Despite optimization of the decision tree, FISH alone was not found to be as accurate in classification of needle biopsies as morphology. This was because of low clonal tumour populations, inability to correctly identify miscellaneous renal neoplasms (other than RCC and OC), and frank misclassifications. The first problem could be addressed by increasing the number of nuclei scored in biopsies with low levels of detected abnormalities. Notably, in the present study, the numbers of nuclei scored were similar to other studies 33,35. The second is an inherent pitfall of the assay attributable to the assessment only of chromosomal anomalies frequent in renal cortical neoplasms and supports the role of FISH as an ancillary test to morphology to assist in classification rather than a stand-alone test using the current panel of probes. The last reason for misclassification could be accounted for by segmental duplication of chr3 (could be avoided by using a 3q26 probe for scoring 3p loss), alterations in target genes either below the resolution of detection by FISH, at other discriminatory loci not in the current panel, or by other genetic or epigenetic mechanisms of gene activation/inactivation. This is exemplified in ccRCC, where VHL can also undergo inactivation by mutation and/or methylation 17,18. Recent studies have clearly underscored the role of such mechanisms, not only in renal cancer aetiology but also in metastasis 49.

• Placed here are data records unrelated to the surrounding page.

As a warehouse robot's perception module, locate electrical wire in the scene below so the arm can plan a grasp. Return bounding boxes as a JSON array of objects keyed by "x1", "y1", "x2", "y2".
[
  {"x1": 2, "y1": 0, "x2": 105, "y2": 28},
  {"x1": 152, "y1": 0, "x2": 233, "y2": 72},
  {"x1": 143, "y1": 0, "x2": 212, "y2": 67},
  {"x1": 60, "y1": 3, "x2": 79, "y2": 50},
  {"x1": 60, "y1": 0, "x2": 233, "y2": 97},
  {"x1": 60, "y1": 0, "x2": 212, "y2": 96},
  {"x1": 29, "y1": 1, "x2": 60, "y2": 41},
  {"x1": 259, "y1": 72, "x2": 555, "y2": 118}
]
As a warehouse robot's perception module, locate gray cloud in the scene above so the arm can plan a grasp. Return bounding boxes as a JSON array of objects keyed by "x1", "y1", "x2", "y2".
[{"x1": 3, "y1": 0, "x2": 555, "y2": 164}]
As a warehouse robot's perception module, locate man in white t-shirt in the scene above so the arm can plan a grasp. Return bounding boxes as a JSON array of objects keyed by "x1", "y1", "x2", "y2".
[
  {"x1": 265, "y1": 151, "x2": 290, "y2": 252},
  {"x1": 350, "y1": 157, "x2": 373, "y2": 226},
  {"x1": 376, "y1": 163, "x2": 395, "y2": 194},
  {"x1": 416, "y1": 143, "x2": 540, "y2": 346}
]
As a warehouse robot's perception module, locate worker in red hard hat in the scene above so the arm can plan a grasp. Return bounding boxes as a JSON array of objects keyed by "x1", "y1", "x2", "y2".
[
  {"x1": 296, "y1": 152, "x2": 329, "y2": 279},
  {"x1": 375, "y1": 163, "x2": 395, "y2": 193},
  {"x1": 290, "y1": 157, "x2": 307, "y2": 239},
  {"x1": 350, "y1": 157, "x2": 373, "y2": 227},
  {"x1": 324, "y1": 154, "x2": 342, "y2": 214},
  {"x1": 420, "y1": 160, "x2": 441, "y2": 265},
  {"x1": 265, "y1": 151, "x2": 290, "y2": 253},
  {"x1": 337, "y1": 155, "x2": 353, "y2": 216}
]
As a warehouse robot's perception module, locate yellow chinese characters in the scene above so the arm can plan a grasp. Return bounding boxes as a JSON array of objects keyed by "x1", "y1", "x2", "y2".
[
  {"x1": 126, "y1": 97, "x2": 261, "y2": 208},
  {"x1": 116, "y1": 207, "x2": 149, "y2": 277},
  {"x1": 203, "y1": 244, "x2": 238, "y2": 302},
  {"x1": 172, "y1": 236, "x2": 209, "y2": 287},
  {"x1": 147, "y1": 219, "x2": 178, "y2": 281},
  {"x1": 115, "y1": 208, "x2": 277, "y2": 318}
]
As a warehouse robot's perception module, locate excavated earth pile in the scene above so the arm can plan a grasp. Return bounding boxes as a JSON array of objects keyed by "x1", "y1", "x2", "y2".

Image-guided needle biopsies of renal masses are currently recommended for poor surgical candidates and elderly patients with comorbidities 50. Accurate diagnosis of the limited available tissue is highly desirable, especially in the context of SRMs, wherein about one third of masses were diagnosed to be benign. About 20% of core needle biopsies in the present study were non-diagnostic by histopathology alone, reducing the potential for this procedure to assist in patient management. A supporting role for FISH in renal tumour classification of needle biopsies was demonstrated in this ex vivo study to enhance the overall diagnostic accuracy by 16% compared with histopathology alone. The greatest diagnostic potential for the FISH assay was evident for SRMs that were non-diagnostic by core biopsy histology. The FISH assay also exhibited the potential to diagnose ‘unclassified-RCC’ specimens, exemplified by specimen K-67 that was correctly classified by FISH as OC. In addition, FISH was found to be particularly superior for the detection of OC, a benign subtype for which active surveillance is recommended, avoiding overtreatment, an important consideration in an older frail population. The diagnostic accuracy of FISH testing of core needle biopsies instead of FNA biopsies requires further evaluation; however, given the overall limited tissue availability of needle biopsy specimens, it is feasible that other DNA-based assays, including a comparative genomic hybridization to permit evaluation of genomic gain/loss at additional loci not targeted by FISH, targeted massively parallel sequencing for select genes, and methylation, or a combination thereof with FISH could be implemented to improve the overall accuracy of diagnosis. The costs of performing and the reporting times of these higher complexity assays become important considerations in routine renal mass patient care and management. Comparison of the diagnostic accuracy of these methodologies in a clinical setting is warranted.